The electron-phonon interaction from fundamental local gauge symmetries in solids
C.A. Dartora, G.G. Cabrera

TL;DR
This paper develops a gauge theory framework for electron-phonon interactions in solids, linking elastic properties to local gauge symmetries and revealing new couplings relevant for spintronics.
Contribution
It introduces a gauge invariance-based approach to describe electron-phonon interactions and predicts novel couplings involving spin currents in solids.
Findings
Identification of elastic waves as gauge fields (phonons)

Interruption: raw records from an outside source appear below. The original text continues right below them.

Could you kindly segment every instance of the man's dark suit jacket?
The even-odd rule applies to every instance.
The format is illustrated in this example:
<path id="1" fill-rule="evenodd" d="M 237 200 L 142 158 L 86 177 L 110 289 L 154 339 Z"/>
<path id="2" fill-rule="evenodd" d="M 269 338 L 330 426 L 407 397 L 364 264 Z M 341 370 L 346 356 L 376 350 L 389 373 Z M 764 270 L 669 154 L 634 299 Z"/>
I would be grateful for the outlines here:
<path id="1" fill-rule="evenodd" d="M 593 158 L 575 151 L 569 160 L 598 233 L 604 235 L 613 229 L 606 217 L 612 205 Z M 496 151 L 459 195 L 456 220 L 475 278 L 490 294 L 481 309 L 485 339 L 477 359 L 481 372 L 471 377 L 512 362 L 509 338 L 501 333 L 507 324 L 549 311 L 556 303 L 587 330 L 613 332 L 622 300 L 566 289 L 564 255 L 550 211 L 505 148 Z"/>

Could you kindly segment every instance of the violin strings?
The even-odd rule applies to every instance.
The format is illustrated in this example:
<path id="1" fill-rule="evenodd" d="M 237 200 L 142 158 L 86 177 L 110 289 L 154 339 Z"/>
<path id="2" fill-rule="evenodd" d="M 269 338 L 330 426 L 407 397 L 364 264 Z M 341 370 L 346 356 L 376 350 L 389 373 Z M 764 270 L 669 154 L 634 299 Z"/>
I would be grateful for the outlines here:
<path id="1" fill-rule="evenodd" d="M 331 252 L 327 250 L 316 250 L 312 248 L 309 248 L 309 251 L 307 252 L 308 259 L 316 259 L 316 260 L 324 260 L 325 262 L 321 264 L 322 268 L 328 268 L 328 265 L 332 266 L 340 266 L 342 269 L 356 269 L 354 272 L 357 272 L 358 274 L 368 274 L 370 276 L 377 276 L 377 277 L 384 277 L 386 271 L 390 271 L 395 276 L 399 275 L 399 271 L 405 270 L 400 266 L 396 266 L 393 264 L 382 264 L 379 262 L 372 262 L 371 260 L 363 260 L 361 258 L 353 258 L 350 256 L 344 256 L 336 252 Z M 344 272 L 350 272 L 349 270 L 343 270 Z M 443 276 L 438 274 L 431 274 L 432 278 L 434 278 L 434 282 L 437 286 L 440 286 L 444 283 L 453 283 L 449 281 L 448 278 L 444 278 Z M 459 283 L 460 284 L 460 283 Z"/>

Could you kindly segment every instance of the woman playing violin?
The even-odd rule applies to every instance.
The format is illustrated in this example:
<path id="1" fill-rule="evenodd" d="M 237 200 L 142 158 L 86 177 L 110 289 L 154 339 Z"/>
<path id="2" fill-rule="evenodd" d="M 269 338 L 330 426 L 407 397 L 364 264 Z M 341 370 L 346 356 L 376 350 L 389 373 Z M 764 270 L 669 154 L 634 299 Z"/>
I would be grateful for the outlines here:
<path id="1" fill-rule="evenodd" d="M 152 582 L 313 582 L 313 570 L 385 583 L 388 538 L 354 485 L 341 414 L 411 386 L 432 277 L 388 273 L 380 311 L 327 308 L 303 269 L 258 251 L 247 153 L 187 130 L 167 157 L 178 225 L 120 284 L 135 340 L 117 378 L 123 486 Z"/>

Standard electron-phonon interaction derived from gauge invariance
Emergence of new strain-spin current couplings with spin-orbit effects
Abstract
The elastic properties of solids are described in close analogy with General Relativity, by locally gauging the translational group of space-time. Electron interactions with the crystal lattice are thus generated by enforcing full gauge invariance, with the introduction of a gauge field. Elementary excitations are associated with the local gauge, contrasting to the usual interpretation as being Goldstone bosons emerging from global symmetry breaking. In the linear limit of the theory, the gauge field displays elastic waves, that we identify with acoustic phonons, when the field is quantized. Coupling with the electronic part of the system yields the standard electron-phonon interaction. If spin-orbit effects are included, unusual couplings emerge between the strain field and the electronic spin current, leading to novel physics that may be relevant for spintronic applications.